They passed to the subject of their meeting: an apartment for Géraldine’s friend from California. Tammy had quickly found an exquisite small place – two bedrooms on the Quai Malaquais – that might suit, but Amy would have to take it immediately, before it was listed publicly. Géraldine had now seen the space and had called Amy in her room one night before dinner, to speak with enthusiasm of its beautiful view of the Seine, twelve-foot ceilings and nice panelling, two small bedrooms and perfect kitchen recently redone, the rent rather high: forty-two thousand francs a month, seven thousand euros, but then she wouldn’t be wanting it forever. Unfurnished, but that was usually better, and Amy could see to the
furnishings when she got to Paris, or, if more convenient, Géraldine could ask one of her friends to do some of the basics.
This was Tammy, passionate about the progress she had already made. ‘I’ve found some wonderful chairs, Jean-Marie Fred, signed, but how does she feel about Art Deco? And I wish I had a sense of her budget. These are a bargain but they’re still five thousand euros apiece, and we’d need a pair, to merge convincingly with the general Louis Seize
tendance
.’
‘She hasn’t raised a peep about money,’ Géraldine said significantly. Only people who knew her as well as Wendi and Tammy did could have heard in her voice that note of maternal pride, the rich Amy so much the ideal daughter that Victoire, poor girl, did not have any interest in being stylish,
maquillée,
a hostess.
‘I’ve also discovered a wonderful curtain lady,’ said her friend Wendi. ‘From the Antilles, works for nothing and does the most exquisite shirring. Nobody really understands curtains anymore. I see heavy yellow silk brocade with peach silk linings…’

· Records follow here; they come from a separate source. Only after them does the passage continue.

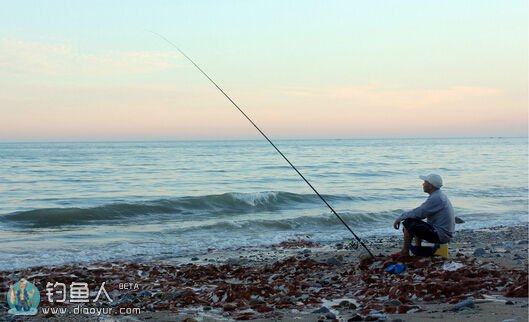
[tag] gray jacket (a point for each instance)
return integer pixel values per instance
(439, 213)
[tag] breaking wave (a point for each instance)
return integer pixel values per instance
(213, 206)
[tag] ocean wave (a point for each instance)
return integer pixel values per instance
(300, 223)
(209, 205)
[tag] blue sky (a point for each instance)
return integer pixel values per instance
(91, 70)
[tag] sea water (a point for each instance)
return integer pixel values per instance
(87, 201)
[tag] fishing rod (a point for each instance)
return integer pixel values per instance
(269, 141)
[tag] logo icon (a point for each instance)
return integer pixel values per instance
(23, 298)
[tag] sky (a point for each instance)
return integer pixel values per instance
(93, 70)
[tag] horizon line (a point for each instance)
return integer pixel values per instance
(260, 139)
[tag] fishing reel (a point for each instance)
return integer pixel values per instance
(352, 244)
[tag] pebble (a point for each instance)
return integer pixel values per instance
(465, 304)
(322, 309)
(334, 261)
(330, 316)
(393, 302)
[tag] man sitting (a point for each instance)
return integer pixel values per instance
(437, 209)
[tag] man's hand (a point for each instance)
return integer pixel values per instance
(396, 224)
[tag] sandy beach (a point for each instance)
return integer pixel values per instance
(484, 279)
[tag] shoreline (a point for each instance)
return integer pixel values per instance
(292, 279)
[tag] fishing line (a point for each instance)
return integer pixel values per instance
(269, 141)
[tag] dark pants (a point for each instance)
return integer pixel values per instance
(422, 230)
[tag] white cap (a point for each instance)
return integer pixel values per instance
(434, 179)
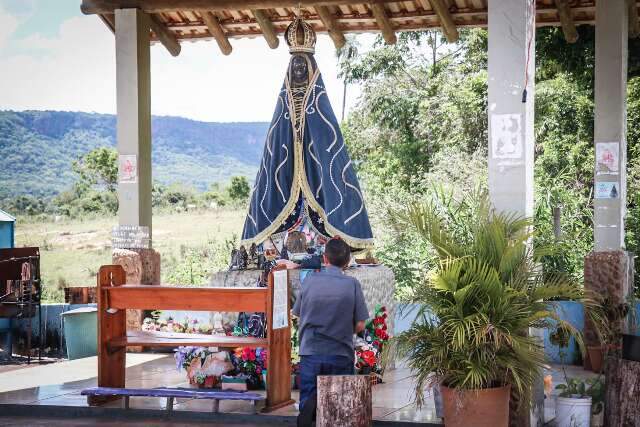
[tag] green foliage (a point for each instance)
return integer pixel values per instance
(39, 147)
(98, 168)
(239, 189)
(480, 299)
(196, 264)
(422, 119)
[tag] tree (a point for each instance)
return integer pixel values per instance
(345, 55)
(98, 168)
(239, 189)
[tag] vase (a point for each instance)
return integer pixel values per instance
(479, 408)
(573, 412)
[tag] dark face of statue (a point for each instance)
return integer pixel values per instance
(299, 69)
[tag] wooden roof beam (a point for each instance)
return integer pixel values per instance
(109, 20)
(217, 32)
(164, 35)
(634, 24)
(384, 23)
(332, 26)
(446, 20)
(90, 7)
(566, 20)
(268, 31)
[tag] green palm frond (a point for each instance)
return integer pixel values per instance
(478, 304)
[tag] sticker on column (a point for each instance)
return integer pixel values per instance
(607, 190)
(607, 158)
(128, 169)
(506, 136)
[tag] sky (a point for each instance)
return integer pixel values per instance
(52, 57)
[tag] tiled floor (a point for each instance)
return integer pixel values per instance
(60, 384)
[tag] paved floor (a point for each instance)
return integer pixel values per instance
(60, 384)
(85, 422)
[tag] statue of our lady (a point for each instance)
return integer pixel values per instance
(306, 175)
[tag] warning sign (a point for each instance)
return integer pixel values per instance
(607, 190)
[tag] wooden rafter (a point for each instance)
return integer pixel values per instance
(269, 32)
(333, 28)
(449, 28)
(634, 24)
(166, 37)
(109, 20)
(566, 20)
(385, 25)
(90, 7)
(217, 32)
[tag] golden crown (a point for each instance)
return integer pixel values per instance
(300, 36)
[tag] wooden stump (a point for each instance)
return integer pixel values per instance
(344, 401)
(622, 405)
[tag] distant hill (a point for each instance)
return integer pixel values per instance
(38, 147)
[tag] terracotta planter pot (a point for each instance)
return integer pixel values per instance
(478, 408)
(596, 357)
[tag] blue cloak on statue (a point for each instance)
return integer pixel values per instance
(306, 172)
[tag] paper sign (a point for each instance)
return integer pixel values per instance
(607, 158)
(506, 136)
(280, 302)
(607, 190)
(130, 237)
(128, 169)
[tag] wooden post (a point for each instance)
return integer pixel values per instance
(279, 367)
(111, 362)
(344, 400)
(621, 405)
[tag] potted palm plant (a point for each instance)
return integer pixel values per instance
(478, 304)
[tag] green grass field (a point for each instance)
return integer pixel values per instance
(73, 250)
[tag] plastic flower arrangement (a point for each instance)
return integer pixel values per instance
(188, 326)
(251, 362)
(369, 356)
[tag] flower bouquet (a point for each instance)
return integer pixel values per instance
(187, 326)
(204, 367)
(251, 362)
(371, 356)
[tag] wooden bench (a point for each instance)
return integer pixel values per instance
(115, 297)
(174, 393)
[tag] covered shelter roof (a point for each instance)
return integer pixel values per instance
(174, 21)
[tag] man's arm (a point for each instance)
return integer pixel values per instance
(361, 310)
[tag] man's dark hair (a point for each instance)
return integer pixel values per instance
(338, 253)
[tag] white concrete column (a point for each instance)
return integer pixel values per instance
(511, 28)
(133, 81)
(610, 124)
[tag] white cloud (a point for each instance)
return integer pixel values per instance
(8, 24)
(75, 71)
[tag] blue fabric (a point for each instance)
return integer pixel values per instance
(312, 366)
(330, 193)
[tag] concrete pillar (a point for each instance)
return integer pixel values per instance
(511, 27)
(133, 85)
(610, 124)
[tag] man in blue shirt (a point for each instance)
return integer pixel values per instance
(331, 309)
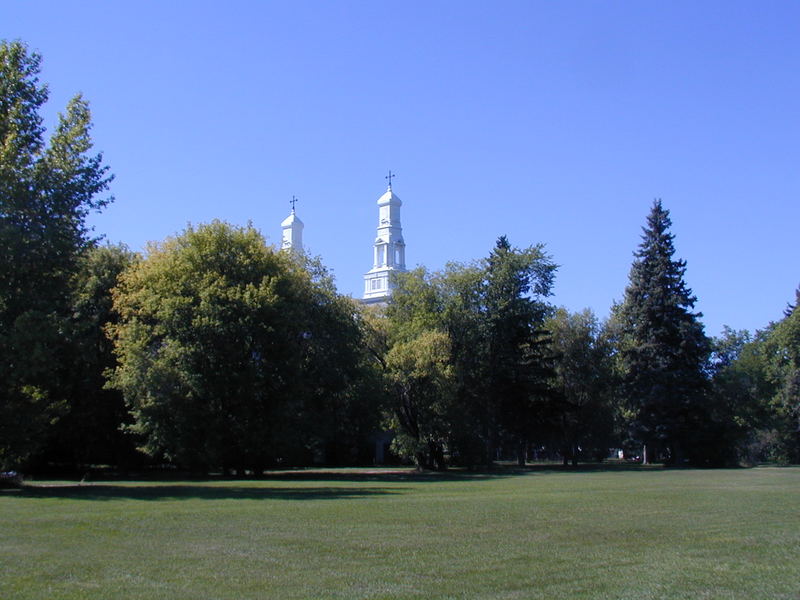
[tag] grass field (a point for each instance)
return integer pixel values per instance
(547, 534)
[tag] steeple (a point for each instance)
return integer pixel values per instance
(389, 251)
(292, 228)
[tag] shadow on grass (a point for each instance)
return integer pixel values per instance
(149, 491)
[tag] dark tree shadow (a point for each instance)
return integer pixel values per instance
(145, 491)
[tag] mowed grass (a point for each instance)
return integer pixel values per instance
(546, 534)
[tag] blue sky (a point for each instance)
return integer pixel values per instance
(549, 122)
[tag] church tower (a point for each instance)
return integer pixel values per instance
(389, 252)
(292, 228)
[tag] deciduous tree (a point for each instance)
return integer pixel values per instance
(46, 192)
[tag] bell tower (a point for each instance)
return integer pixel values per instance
(389, 250)
(292, 230)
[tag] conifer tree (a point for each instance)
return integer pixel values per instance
(664, 349)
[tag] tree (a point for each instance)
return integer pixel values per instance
(517, 366)
(664, 350)
(420, 378)
(231, 354)
(90, 431)
(585, 382)
(782, 355)
(46, 192)
(492, 313)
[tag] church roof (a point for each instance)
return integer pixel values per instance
(291, 220)
(389, 198)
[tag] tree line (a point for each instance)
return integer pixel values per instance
(214, 351)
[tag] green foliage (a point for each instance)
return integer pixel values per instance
(90, 431)
(229, 353)
(782, 357)
(492, 314)
(663, 350)
(46, 192)
(420, 377)
(585, 381)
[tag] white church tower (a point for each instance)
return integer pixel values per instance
(389, 252)
(292, 228)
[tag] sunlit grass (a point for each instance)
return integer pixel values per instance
(355, 534)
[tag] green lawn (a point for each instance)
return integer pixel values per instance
(546, 534)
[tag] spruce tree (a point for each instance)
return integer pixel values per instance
(664, 350)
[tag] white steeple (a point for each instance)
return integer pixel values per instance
(389, 252)
(292, 230)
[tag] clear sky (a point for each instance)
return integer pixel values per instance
(549, 122)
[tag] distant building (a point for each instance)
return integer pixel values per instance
(292, 235)
(389, 250)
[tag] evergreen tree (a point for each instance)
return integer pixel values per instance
(664, 350)
(46, 192)
(584, 380)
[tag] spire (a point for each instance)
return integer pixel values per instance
(292, 230)
(389, 249)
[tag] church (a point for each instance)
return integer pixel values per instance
(388, 252)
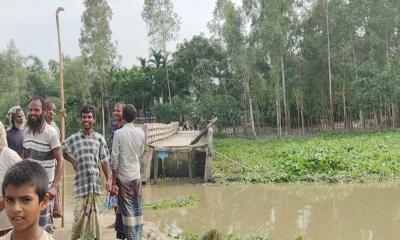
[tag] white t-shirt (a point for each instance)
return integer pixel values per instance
(45, 236)
(127, 150)
(8, 157)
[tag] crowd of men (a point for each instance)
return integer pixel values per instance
(38, 139)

Each nightfall, in the hours before dinner, the switchboard at the Hôtel Croix St Bernard hummed with reprises of the day, verifications, entreaties, reproaches, conversations with stockbrokers living in parts of the planet where the markets were still open, consultations from California not feasible before seven P.M. in France.
Leaving Emile, Posy rushed to her room and called her mother, but didn’t succeed in reaching her. She was maddened with frustration at not being able to tell Pam
about the unknown sister, and was unable to guess whether her mother had ever heard of this infant. Was it her father’s dark secret or known to them both? She couldn’t stop saying the name to herself: Victoire. Victoire. Emile and Victoire.
Rupert Venn called Posy from Saint-Gond to say they would not be back tonight; Father’s secretary, Madame Hyack, proved to have the second safe-deposit key, and was away until tomorrow. He sighed, feeling sorry for himself. He was invited to dinner chez Monsieur Delamer and regarded it as a heavy prospect. Having just come back to her room, Posy scolded him for not welcoming this chance, so rarely afforded to English people, to eat in a real French home. Rupert was still mellow from a rather nice lunch with Delamer, though he didn’t say so to Posy, who he knew had the harder role, staying with Father. He had always, at least when he himself was old enough to understand, worried about Posy’s tendency to make herself miserable and lose her temper.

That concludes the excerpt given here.